Accounts like the above help the reader look beyond the tales of ruthless indiscriminate bombings and air raids by the Nigerian Air Force, forced conscription of Biafran teens into the army, malnourished children with bloated stomachs and skeleton-like bodies, families depending on hitherto unthinkable plants and animals for nourishment and bloated corpses, among others.

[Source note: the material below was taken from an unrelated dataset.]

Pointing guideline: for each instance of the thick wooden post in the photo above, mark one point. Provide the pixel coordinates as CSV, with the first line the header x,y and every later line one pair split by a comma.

Engaging, though the narratives are, the book, whose foreword was written by the former Ohaneze Ndigbo President, Chief Nnia Nwodo, could have used more painstaking editing. Besides its apparent vacillation between the use of British and American spellings, such howlers like “towed the line” (rather than “toed the line”), “badge in” (rather than “barge in”), “enroute” (rather than “en route”), “spotted bushy beards” (rather than “sported bushy beards”) and “Coupe d’état” (rather than “Coup d’état”) are hard to ignore. Ditto a tautological expression like “grateful ‘thank you’”, the confounding allusion to an “oldest late brother…, who was barely twelve or thirteen years [when he] was conscripted” and the incorrect pluralisation of “Faunas and floras”.